Ahh, the dreaded budget. It’s quite simple when you look at it without all the zeros, or without all the nitty gritty receipts. Or as if it were Monopoly money.
The gist of it is that with our insurance coverage + our savings and PFDs + donations from last summer + the change from between our couch cushions we’re about $60-$75k short. Originally we were shooting (hoping) for total costs to land around $220k, but as these things go we’re looking at actual expense of around $300k. That includes contracted work plus all the labor done by ourselves and our lovely volunteers.
We’re talking with our bank about making up the difference through a “cash-out refinance”, which means we would refinance our current mortgage into a new mortgage with the extra chunk of change added in. For this to work the house has to appraise at considerably more than the original one, which we’re hoping will be the case since it’s new construction, in a great location, super energy efficient, modern amenities, etc. We figure, if we come out of this with a gently increased mortgage payment, with a longer term, and a brand new (albeit empty) two bedroom house with large basement, that we’ll be off to a good start.
Sometimes I have these fanciful thoughts of what life would be like had we been insured for a proper amount: $500k. This past year and a half would not have been nearly as stressful and draining. Instead of spending all our evenings and weekends working on the house while our daughter is at playdates, we’d have been able to hire an interior designer, a project coordinator, or whoever else is required to make it so that all we have to do is sit back and select colors and answer questions. Alas, if wishes were horses…

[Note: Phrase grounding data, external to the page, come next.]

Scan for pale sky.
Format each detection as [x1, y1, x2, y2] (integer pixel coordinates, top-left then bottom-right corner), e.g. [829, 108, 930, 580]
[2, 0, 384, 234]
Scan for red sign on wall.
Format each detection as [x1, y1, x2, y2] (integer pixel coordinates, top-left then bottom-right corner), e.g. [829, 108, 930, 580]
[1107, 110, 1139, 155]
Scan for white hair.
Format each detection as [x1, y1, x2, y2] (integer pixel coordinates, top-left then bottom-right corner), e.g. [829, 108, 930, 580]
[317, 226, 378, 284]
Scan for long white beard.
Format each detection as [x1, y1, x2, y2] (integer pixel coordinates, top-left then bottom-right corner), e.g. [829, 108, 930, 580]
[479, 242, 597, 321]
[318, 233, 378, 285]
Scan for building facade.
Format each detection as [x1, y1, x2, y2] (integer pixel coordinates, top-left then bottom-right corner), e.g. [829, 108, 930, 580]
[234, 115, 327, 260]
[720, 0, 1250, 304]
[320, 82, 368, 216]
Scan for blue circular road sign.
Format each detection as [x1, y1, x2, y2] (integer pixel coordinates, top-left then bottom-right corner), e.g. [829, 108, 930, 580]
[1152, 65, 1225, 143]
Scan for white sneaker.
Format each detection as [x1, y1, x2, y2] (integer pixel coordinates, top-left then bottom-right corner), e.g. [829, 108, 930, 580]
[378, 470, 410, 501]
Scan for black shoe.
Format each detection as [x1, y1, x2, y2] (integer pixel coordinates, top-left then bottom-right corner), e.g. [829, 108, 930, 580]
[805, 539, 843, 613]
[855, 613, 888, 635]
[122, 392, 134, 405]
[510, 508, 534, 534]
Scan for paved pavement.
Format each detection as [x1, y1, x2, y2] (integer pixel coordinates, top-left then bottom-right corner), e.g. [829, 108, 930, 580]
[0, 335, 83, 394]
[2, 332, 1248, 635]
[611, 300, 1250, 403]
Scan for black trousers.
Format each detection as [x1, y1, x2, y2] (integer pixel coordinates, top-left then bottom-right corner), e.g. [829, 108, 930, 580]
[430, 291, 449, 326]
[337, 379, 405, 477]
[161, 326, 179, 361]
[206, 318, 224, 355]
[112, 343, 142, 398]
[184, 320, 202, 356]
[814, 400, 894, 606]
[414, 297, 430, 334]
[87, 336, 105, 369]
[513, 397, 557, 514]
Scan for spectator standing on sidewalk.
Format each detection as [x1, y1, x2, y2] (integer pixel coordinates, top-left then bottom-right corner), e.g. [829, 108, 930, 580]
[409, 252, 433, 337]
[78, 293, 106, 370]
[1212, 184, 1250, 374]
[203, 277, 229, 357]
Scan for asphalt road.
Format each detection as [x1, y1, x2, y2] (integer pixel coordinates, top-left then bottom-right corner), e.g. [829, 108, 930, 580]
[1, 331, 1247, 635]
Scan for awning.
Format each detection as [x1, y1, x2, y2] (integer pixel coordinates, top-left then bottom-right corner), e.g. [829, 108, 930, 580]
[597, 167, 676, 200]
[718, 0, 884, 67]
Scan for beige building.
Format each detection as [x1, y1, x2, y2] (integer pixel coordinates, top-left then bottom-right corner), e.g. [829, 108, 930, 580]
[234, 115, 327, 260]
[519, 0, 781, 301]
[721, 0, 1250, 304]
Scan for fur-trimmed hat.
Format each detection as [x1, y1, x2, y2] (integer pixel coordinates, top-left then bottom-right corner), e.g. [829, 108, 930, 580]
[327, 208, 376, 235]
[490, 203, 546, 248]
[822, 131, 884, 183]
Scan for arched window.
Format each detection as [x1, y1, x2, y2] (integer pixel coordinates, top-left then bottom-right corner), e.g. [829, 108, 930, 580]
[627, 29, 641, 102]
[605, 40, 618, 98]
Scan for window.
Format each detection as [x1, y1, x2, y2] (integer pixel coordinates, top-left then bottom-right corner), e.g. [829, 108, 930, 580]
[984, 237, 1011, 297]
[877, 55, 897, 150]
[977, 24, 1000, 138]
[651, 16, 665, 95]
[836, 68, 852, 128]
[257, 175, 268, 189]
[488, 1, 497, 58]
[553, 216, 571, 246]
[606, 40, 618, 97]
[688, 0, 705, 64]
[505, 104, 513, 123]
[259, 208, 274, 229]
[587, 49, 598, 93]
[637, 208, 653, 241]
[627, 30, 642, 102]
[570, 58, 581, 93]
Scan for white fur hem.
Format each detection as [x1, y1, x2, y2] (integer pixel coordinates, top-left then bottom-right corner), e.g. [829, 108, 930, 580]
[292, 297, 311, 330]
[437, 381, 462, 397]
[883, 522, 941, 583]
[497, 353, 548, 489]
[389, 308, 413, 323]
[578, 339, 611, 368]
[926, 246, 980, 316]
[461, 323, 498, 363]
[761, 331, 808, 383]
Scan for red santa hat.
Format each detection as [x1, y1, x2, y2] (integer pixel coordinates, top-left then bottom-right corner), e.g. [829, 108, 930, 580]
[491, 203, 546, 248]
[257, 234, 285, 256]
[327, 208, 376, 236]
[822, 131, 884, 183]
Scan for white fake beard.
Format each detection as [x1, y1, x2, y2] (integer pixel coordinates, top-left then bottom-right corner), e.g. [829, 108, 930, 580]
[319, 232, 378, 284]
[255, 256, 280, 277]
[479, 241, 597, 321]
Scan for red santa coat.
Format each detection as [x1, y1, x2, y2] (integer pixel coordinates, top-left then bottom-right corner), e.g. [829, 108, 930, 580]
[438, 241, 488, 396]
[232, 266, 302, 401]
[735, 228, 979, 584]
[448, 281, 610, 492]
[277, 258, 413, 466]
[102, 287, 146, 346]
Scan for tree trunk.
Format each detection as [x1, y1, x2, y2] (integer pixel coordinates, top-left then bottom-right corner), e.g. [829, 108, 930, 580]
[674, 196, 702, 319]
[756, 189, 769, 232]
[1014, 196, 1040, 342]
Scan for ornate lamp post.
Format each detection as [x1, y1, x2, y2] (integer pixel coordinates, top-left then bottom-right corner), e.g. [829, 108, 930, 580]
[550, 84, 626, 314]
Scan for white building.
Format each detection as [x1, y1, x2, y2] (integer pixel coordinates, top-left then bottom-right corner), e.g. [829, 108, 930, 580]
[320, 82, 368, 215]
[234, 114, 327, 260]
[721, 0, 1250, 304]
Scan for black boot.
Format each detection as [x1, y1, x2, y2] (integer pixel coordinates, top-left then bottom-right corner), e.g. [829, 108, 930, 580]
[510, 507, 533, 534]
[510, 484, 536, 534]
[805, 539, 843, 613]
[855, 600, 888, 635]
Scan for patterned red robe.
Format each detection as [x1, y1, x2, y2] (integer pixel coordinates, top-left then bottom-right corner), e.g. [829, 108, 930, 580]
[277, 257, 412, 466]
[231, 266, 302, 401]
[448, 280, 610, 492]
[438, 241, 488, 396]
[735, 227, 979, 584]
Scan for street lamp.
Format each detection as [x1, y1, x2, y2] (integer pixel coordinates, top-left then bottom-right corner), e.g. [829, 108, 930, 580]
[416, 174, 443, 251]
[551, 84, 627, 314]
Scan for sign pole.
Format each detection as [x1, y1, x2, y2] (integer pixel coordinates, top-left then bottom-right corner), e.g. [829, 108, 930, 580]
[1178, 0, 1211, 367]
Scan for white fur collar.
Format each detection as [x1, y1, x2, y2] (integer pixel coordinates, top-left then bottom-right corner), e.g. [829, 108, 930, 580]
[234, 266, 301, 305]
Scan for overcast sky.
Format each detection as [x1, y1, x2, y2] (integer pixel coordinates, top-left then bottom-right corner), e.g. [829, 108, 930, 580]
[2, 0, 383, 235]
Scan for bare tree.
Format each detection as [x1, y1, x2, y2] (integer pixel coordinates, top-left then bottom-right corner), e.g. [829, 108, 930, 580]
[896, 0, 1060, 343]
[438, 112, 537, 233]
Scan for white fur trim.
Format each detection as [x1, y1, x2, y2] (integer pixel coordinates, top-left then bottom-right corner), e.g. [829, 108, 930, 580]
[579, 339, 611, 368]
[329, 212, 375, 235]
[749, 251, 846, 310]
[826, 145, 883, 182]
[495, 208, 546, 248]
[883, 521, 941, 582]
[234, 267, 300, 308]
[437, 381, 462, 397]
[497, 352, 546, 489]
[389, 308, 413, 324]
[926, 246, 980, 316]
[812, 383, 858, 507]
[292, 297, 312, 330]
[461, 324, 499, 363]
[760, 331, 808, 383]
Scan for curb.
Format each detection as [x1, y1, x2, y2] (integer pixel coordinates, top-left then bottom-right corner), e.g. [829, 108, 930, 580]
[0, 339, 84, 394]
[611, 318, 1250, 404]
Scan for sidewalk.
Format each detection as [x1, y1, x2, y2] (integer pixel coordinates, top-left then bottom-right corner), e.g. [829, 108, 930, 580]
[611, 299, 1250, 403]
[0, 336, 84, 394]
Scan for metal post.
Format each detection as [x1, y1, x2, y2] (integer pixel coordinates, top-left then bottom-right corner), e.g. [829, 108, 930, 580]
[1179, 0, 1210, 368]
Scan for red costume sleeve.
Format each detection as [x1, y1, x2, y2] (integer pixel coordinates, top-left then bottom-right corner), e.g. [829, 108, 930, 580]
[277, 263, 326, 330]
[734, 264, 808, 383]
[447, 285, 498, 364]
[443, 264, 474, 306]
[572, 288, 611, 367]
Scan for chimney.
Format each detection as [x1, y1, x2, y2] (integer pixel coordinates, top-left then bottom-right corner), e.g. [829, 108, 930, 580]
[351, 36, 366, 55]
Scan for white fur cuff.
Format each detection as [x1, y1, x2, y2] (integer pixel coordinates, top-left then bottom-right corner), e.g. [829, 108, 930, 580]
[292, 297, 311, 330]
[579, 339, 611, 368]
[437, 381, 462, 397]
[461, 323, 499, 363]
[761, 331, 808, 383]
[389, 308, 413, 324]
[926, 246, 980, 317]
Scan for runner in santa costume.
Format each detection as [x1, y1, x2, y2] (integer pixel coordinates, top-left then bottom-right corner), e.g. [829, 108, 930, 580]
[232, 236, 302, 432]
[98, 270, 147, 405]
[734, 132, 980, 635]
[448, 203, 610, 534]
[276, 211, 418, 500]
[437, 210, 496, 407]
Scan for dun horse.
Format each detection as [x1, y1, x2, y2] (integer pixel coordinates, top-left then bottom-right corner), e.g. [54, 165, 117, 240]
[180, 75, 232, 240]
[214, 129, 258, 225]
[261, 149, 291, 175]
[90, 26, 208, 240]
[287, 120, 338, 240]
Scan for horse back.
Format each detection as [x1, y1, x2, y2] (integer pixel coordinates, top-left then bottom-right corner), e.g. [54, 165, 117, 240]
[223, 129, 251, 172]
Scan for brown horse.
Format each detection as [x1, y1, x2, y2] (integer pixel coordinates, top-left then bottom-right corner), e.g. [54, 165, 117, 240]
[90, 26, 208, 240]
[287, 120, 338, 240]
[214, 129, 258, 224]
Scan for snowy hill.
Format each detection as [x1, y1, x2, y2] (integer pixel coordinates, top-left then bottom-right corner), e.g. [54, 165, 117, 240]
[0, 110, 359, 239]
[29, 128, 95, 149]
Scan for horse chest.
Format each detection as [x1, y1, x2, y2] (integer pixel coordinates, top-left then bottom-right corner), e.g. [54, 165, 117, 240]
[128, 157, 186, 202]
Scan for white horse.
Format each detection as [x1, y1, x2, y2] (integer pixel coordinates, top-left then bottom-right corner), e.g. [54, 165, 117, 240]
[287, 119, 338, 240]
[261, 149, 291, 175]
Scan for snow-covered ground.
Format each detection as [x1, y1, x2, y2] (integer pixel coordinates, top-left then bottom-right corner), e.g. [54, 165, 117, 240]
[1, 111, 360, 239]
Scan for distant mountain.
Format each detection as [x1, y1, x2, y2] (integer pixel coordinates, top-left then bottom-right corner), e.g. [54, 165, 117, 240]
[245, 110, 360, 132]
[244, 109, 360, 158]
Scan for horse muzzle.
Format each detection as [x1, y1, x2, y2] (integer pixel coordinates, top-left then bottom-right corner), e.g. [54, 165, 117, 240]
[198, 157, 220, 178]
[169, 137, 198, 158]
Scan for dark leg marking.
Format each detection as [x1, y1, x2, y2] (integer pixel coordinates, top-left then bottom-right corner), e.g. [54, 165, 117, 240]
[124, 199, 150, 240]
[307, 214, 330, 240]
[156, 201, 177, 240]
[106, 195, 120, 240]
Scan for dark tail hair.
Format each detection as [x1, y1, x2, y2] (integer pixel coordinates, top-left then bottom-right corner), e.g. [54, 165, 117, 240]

Currently In Progress? Drywall
I have hired the drywall master, Doug Stiner, who is a machine. He will drywall anything. If I didn’t tell him to stop at the front door, he’d be drywalling the tree, bushes, and car in the driveway. There’s a lot of “rock” to “hang” in the house, both on the walls and the “lid” (no they don’t call it a ceiling). We’re also using the thicker 5/8″ instead of 1/2″ in a few places, just because thicker is better (or because I ordered the wrong stuff, you decide). Here’s a pic of Meadow and I in our mostly drywalled living room:
What’s Next / Timeline
Next in line: finishing the drywall, getting the boiler installed so we can have proper heat, mudding and taping, painting, installing cabinetry and major appliances, flooring, and then all the trimming out and fixtures.
We’re desperate to be in our house months ago, and have now grown accustomed to the reality that projects like this take longer, and continue to take longer than anyone plans. As such, our new hopes reside on moving in by the end of January, as do those of our insurance company, which is tired of paying our rent.